I have a mixed-model design with between-subjects factors Group (treatment, control) and Difficulty (easy, hard), and within-subjects factor Timepoint (pre, post). I want to use my statistical package (Statistica) to plot the dependent variable (memory test score) with separate categories for easy&hard, separate lines for the 2 groups, and repeat such a graph for each time point.
However, I was surprised to see that the means & error bars in the graphs produced by the ANOVA window depend on how the ANOVA is defined: 1) if I do each between-subjects ANOVA separately (once for each level of the within factor, i.e. once for pre and once for post), the means & error bars showing the interaction in each ANOVA are different from the graph showing the 3-way interaction (browen down for pre and post) in the mixed-model 3-way ANOVA 2) if I take IQ as a covariate, I get means & error bars that are again different to the no-covariate case 3) if I enter the covariate into the model crossed with the other factors (e.g. if I look for a "Group X Difficulty X IQ" interaction), I get means & error bars that are yet-again different as compared to when the covariate is added to the model separately, i.e. uncrossed with any other factor.
Why is that?
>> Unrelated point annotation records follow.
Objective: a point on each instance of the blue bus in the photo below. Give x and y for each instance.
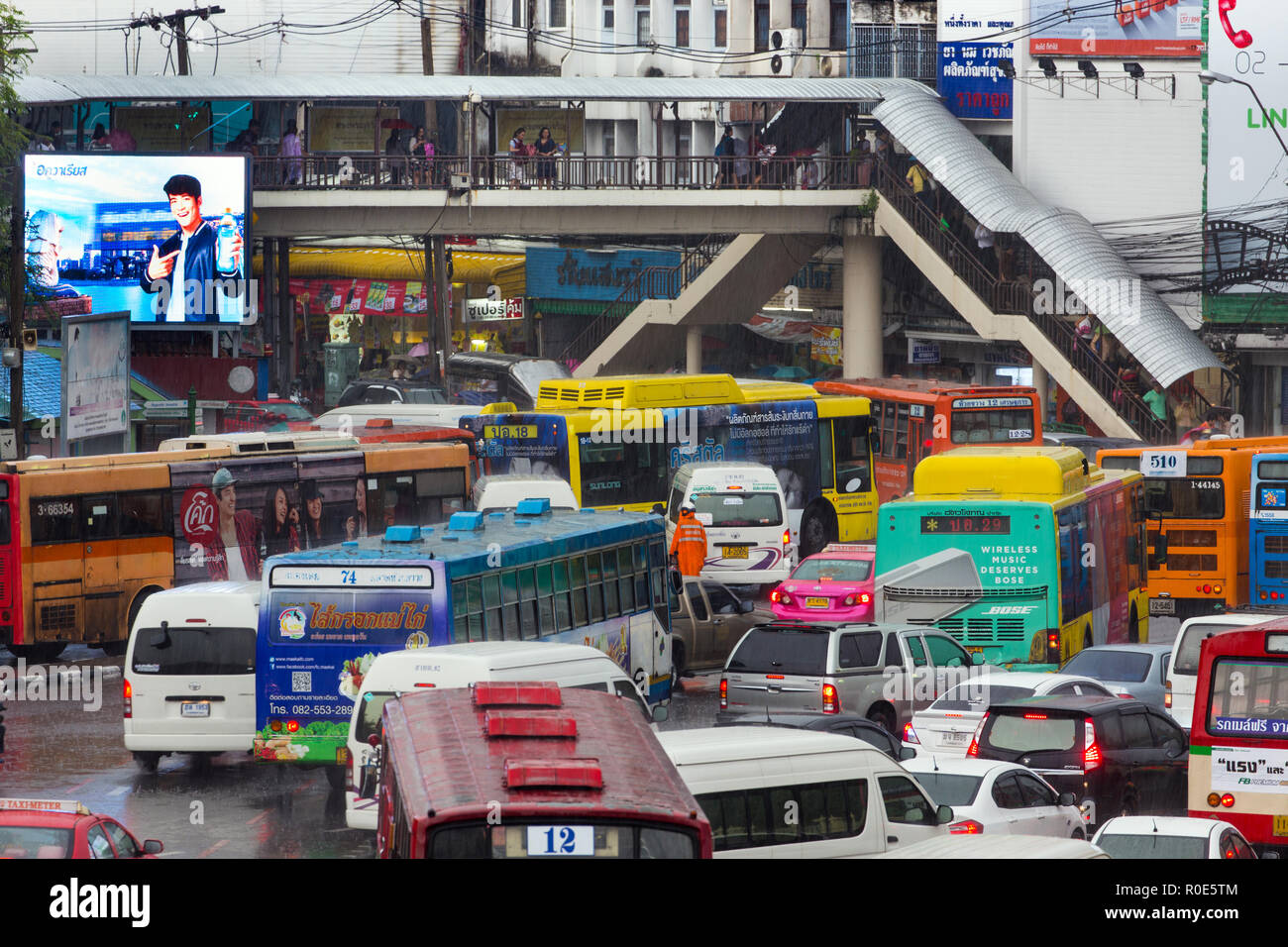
(1267, 530)
(533, 574)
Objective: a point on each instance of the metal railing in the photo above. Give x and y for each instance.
(563, 171)
(652, 282)
(1017, 299)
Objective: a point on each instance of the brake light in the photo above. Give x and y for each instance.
(831, 699)
(1091, 755)
(974, 740)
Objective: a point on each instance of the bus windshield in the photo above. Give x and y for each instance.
(742, 509)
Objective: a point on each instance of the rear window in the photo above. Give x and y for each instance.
(833, 570)
(194, 651)
(949, 789)
(741, 509)
(977, 696)
(781, 651)
(1109, 665)
(1192, 642)
(1031, 731)
(1153, 847)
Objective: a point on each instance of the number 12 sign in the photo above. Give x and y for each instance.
(1162, 463)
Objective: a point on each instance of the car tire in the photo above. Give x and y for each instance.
(885, 719)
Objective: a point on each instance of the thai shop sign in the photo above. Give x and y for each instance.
(576, 273)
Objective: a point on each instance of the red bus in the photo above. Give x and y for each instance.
(921, 416)
(1239, 736)
(529, 771)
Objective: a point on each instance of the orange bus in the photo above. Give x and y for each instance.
(1198, 497)
(921, 416)
(85, 540)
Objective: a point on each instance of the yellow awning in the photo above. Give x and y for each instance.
(372, 263)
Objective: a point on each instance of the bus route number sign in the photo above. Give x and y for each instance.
(1162, 463)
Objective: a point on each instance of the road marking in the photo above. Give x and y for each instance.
(214, 848)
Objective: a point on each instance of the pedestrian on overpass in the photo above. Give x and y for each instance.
(690, 544)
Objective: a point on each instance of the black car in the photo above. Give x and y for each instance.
(845, 724)
(1121, 755)
(382, 390)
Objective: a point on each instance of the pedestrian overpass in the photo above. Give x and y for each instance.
(778, 226)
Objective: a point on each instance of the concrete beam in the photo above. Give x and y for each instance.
(353, 213)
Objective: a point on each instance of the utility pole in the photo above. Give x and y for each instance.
(178, 21)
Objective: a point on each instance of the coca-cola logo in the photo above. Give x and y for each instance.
(198, 514)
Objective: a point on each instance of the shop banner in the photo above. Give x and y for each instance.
(825, 346)
(1126, 29)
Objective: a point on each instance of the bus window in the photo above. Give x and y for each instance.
(853, 472)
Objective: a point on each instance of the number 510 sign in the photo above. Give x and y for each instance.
(1162, 463)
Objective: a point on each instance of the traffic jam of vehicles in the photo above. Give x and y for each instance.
(469, 652)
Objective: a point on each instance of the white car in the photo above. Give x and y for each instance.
(1171, 836)
(996, 797)
(947, 725)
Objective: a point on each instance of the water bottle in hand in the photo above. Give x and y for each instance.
(227, 232)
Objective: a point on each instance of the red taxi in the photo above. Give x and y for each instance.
(832, 585)
(54, 828)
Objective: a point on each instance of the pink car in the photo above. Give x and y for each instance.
(833, 585)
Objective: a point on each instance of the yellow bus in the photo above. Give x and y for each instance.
(85, 540)
(618, 442)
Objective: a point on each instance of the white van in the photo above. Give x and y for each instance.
(745, 513)
(503, 491)
(828, 795)
(1183, 673)
(189, 672)
(460, 665)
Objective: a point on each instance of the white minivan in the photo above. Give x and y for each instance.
(785, 792)
(460, 665)
(745, 513)
(1183, 673)
(189, 672)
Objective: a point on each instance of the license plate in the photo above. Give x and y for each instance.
(1162, 605)
(561, 840)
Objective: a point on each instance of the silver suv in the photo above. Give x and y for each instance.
(885, 673)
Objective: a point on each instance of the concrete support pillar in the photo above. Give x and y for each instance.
(861, 335)
(1039, 381)
(694, 351)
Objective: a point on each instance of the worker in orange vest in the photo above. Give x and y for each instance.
(690, 544)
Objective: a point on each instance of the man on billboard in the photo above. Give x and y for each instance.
(198, 254)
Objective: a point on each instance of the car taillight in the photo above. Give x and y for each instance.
(974, 740)
(1091, 755)
(831, 699)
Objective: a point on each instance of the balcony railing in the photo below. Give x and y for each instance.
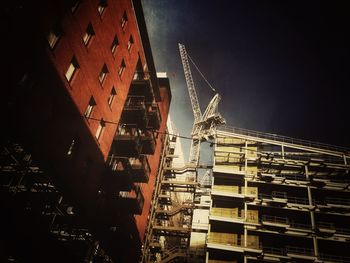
(140, 168)
(308, 252)
(141, 86)
(154, 117)
(134, 169)
(127, 141)
(275, 220)
(134, 111)
(132, 201)
(148, 142)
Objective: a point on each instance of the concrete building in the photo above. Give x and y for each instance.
(278, 199)
(85, 120)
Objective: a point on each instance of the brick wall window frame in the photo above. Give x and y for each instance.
(90, 108)
(101, 8)
(72, 69)
(54, 36)
(103, 74)
(115, 44)
(121, 68)
(124, 20)
(75, 6)
(111, 97)
(100, 129)
(130, 43)
(88, 35)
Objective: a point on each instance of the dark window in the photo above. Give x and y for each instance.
(75, 6)
(124, 20)
(121, 68)
(111, 96)
(89, 33)
(130, 42)
(103, 73)
(115, 44)
(54, 36)
(100, 128)
(102, 6)
(72, 69)
(90, 107)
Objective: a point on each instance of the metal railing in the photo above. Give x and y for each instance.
(283, 139)
(300, 250)
(275, 219)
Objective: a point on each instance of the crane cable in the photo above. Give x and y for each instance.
(200, 73)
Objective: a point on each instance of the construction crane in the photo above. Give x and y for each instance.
(204, 125)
Shouldn't the mean and error bars simply be calculated as the average and SEM (or whatver the error bars represent) respectively? And shouldn't those two statistics be independent of what factors are included in the model (ANOVA) and how they are included (see points 1-3 above)?
If it is in fact legitimate that these things influence the means and error bars, then which graph should I believe? In other words, how should I plot my two between-subjects (Group x Difficulty) interactions: from within the large 3-way (Group x Difficulty x Timepoint) ANOVA or from within each of the 2-way ANOVAs (Group x Difficulty) done separately for pre and for post?
Thanks and sorry for the long question! Please let me know if I need to make it more clear.